Eduardo Turégano: "Necesito cotizar un par de años más para poder jubilarme"

Eduardo Turégano ya trasteaba entre motores antes de hacer de ello su profesión. “Con 13 años mi hermano me castigaba mandándome al garaje a lijar y pintar coches”, recuerda. Un año después comenzaría formalmente su carrera laboral, a la edad de 14 años, en una cadena de alimentación. Y hasta hoy, que tiene 61 años y la crisis del covid lo ha dejado en paro. Eduardo las ha visto de todos los colores en casi cinco décadas de calzarse el mono de trabajo (casi) todas las mañanas. La crisis del petróleo (“antes de que gobernara Felipe González”, rememora) también provocó que perdiera su empleo. La del ladrillo la capeó, hasta que la del ‘bicho’ lo ha vuelto a apear, por el momento, del mercado laboral.


/ Jordi Cotrina

Eduardo llevaba 15 años en Establiments Coll, una empresa casi centenaria dedicada a los recambios de la automoción y con cerca de 300 trabajadores, que en septiembre presentó concurso de acreedores y cerró sus tiendas y talleres. Eduardo ha sido una de las muchas víctimas que está dejando la tormenta perfecta que vive la industria del automóvil: en plena transición hacia el vehículo eléctrico, acelerada por la covid y que, a su vez, ha provocado un desplome de la demanda. 

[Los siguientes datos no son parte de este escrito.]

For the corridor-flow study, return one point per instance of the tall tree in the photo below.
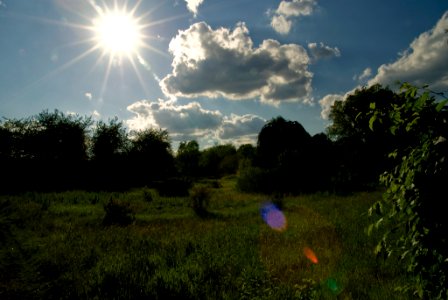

En los 47 años que lleva trabajando, Eduardo ha montado cabinas de pintura, ha arreglado elevadores de coche, se ha encargado del mantenimiento de máquinas de reciclaje disolvente y un largo etcétera de roles vinculados al auto. Hasta que llegó la pandemia. “El sábado estaba en el teatro viendo al ‘Tricicle’ y a la semana siguiente me mandaban a casa con un erte”, recuerda. Eduardo volvió en primavera a trabajar unas semanas, hasta que finalmente la empresa, “de buenas a primeras”, les anunció que pasaba del erte al ere.  

"He tenido problemas para cobrar el paro y al casero le debo mes y medio"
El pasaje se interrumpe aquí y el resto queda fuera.